Today, Dr Ng advocates a healthcare system that is more mindful, where practitioners allow more time to understand a patient beyond the diagnosis.   He said, “The crux of the matter is how an individual deals with the ageing process.   As a doctor, I feel that it is important to touch the heart of patients to make him see the possibilities in spite of their challenges.
 
“However, when we refer a patient to another doctor or specialist, the doctor-patient relationship starts all over again and the rapport - which is priceless - is displaced.   We can shift our frame of mind from referring patients ‘away’ to bringing people from different specialties and expertise in.
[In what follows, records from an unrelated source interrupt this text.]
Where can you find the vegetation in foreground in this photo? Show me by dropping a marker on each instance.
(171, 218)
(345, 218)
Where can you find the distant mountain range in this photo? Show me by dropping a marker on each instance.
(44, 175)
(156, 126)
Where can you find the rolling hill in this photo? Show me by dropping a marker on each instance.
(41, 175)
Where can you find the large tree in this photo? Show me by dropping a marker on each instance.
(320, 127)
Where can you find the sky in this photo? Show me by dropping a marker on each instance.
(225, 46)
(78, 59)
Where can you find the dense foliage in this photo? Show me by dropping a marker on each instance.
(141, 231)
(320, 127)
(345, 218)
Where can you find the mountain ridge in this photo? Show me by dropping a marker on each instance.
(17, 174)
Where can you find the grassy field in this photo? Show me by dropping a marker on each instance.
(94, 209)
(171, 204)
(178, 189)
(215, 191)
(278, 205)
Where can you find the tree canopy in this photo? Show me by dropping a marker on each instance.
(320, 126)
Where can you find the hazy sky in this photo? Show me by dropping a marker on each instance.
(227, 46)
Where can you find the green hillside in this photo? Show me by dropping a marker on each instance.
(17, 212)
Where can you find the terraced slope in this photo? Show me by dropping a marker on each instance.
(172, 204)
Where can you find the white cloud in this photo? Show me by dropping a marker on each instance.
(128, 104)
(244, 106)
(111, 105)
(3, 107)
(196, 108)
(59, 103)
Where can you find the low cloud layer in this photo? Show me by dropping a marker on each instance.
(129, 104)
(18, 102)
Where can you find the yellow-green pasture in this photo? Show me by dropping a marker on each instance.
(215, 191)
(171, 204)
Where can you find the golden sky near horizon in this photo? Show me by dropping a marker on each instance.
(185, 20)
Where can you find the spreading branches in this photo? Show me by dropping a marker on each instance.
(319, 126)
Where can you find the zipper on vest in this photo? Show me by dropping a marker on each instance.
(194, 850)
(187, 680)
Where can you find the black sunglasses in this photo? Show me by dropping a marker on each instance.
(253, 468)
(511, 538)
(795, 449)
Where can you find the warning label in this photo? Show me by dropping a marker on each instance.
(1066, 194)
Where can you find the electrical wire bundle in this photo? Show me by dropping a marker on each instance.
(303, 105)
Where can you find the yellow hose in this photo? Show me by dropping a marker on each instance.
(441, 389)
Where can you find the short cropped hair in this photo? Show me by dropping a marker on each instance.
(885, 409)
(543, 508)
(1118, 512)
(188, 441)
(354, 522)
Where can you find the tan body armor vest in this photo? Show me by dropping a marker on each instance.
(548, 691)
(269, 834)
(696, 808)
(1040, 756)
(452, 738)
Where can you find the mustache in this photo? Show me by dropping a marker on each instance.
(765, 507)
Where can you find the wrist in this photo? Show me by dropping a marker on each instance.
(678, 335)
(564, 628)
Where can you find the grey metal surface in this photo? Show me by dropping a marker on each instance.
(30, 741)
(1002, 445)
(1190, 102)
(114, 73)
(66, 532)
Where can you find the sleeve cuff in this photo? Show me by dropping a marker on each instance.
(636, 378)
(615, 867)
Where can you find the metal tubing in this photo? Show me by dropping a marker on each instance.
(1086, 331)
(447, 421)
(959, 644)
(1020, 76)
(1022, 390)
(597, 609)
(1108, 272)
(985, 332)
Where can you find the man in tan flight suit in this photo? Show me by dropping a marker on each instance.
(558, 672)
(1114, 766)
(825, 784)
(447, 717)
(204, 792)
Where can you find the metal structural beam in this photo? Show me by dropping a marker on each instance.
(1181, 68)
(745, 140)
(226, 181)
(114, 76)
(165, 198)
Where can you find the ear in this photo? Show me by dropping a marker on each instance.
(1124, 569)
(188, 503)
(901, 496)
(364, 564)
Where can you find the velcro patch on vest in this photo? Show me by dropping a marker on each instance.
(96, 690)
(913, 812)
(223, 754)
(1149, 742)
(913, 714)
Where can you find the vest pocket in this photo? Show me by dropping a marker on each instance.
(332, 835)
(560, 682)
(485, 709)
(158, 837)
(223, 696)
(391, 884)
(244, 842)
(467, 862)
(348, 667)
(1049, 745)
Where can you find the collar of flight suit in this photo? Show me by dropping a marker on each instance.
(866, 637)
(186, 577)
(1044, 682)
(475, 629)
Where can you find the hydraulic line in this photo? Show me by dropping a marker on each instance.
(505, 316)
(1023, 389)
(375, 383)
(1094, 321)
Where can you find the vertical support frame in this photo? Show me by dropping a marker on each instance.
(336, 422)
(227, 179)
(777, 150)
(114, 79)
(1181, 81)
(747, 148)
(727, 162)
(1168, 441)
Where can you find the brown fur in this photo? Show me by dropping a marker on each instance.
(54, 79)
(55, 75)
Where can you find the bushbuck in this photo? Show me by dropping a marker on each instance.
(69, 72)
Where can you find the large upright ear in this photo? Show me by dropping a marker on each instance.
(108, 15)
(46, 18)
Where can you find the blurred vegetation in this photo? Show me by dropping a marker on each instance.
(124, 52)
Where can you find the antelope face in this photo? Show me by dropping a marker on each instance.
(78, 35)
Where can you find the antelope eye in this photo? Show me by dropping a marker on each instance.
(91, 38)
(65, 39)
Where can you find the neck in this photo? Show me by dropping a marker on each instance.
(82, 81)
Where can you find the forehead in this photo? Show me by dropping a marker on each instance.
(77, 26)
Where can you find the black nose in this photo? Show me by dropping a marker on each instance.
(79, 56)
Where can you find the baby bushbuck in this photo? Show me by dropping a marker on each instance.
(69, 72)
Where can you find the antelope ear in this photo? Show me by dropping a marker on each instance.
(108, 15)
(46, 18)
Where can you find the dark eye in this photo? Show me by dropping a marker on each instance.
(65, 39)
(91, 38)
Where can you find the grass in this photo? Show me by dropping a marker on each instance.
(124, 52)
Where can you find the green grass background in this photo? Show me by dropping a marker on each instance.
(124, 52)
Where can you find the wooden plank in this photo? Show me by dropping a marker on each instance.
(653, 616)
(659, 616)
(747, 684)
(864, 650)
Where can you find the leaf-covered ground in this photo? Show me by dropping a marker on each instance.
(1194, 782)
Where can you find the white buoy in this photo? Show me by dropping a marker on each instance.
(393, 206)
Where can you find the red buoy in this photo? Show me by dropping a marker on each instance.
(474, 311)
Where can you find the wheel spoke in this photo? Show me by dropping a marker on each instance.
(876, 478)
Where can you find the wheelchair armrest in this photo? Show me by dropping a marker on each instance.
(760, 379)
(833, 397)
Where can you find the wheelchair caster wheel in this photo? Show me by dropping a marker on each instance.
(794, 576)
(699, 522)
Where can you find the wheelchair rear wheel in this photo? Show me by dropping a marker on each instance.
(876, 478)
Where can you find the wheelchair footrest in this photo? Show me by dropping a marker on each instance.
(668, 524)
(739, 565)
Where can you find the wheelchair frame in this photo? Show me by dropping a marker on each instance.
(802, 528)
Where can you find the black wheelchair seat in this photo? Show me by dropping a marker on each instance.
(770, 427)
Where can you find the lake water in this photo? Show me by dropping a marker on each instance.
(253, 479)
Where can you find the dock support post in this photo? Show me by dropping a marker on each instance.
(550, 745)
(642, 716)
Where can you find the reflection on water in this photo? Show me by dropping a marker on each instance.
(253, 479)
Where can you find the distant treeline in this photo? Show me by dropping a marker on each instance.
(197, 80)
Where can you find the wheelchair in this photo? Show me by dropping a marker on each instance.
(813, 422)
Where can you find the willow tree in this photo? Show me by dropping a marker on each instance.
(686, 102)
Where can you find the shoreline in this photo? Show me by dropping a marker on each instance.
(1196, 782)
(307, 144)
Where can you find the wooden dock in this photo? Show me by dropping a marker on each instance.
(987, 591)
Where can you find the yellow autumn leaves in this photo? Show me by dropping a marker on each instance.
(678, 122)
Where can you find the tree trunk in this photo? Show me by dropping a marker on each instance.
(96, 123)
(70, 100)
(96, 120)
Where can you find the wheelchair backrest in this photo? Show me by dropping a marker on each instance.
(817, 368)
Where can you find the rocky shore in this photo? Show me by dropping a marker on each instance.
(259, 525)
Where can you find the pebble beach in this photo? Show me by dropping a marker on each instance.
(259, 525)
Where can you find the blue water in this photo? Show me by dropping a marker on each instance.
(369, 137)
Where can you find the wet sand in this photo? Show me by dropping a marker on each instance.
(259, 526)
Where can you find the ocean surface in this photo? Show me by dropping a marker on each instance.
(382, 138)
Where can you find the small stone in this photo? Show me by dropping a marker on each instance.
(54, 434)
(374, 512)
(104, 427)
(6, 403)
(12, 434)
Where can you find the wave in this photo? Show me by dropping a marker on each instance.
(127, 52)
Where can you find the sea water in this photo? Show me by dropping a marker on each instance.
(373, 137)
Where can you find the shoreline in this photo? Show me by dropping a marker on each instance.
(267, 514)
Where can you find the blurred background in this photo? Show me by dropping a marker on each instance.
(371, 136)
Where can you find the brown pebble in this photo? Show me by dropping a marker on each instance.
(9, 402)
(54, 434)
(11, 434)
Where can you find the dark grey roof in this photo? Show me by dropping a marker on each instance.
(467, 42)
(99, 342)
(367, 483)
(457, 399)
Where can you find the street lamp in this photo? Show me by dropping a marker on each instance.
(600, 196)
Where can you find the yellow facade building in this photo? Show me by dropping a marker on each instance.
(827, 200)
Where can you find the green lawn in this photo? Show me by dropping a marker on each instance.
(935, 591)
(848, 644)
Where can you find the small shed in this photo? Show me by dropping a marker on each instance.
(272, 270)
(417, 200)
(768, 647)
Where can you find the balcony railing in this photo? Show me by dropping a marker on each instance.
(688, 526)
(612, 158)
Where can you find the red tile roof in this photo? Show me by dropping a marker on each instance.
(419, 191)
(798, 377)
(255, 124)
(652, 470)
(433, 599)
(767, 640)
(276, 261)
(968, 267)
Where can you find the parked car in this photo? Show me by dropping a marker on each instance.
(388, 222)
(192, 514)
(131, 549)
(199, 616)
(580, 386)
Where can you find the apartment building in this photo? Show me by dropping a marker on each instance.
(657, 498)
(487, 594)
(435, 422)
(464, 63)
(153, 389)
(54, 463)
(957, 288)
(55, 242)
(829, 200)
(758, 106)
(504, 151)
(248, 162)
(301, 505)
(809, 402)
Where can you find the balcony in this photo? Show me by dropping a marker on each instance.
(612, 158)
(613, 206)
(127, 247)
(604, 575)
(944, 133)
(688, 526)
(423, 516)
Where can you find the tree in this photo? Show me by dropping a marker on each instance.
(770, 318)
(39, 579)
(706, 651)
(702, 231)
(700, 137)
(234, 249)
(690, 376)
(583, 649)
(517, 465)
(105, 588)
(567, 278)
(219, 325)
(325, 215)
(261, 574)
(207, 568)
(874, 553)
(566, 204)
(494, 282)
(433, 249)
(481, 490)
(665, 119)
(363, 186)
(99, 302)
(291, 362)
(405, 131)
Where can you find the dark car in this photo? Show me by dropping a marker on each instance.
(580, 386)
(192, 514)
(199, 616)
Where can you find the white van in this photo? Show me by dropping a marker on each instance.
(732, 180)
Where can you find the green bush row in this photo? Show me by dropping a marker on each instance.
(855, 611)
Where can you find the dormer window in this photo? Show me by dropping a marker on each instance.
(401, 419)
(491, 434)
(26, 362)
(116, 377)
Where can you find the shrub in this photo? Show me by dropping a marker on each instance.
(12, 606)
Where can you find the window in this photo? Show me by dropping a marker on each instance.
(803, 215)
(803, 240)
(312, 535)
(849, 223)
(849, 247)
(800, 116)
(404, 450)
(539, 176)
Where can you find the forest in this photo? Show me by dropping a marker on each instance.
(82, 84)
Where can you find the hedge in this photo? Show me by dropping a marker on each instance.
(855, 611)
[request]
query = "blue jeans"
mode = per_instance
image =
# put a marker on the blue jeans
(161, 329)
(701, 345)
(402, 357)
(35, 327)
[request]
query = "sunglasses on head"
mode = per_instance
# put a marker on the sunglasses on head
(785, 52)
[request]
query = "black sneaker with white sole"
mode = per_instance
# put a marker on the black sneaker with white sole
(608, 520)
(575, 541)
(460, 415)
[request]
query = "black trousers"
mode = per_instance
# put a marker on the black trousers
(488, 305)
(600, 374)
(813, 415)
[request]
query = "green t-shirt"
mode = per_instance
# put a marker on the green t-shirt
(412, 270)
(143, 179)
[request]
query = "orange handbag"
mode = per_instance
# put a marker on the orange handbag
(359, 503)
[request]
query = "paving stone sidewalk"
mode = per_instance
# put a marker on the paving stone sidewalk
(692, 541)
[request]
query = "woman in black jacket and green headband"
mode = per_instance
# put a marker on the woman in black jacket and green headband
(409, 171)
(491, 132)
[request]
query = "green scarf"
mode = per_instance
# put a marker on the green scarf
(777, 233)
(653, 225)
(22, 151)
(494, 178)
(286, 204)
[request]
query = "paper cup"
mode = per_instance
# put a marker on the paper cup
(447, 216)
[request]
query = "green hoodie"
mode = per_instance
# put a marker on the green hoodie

Then everyone will have a continual sense of ownership of the patients’ issues.”
 
"The older person should be empowered to connect socially."
 
The World Health Organisation’s (WHO) proposal of an active ageing framework(1) by Dr Alexandre Kalache has four highlights: Income security, participation in community, health and access to care, and life-long learning.
 
Dr Ng said, “It reminds us that the older person should be empowered to connect socially, and provides an option of successful ageing even to a person who is wheelchair-bound or with cognitive impairment.   It does this by lowering language, physical and financial barriers to the healthcare system - because it can get intimidating to navigate it alone.”
 
“We must share a common vision and work towards it, and hopefully more of us will be incentivised to go into family medicine.   Family medicine needs to be stronger than it is now to cater for an ageing population,” Dr Ng highlighted.
 
“Sometimes this means just a call  from the family physician to the emergency department or the hospital, so the teams there know there's somebody in the community looking out for the patients when they are discharged.   Such communication can build greater collaboration and much better outcomes, when the whole healthcare system works as a team both within and beyond the hospitals.”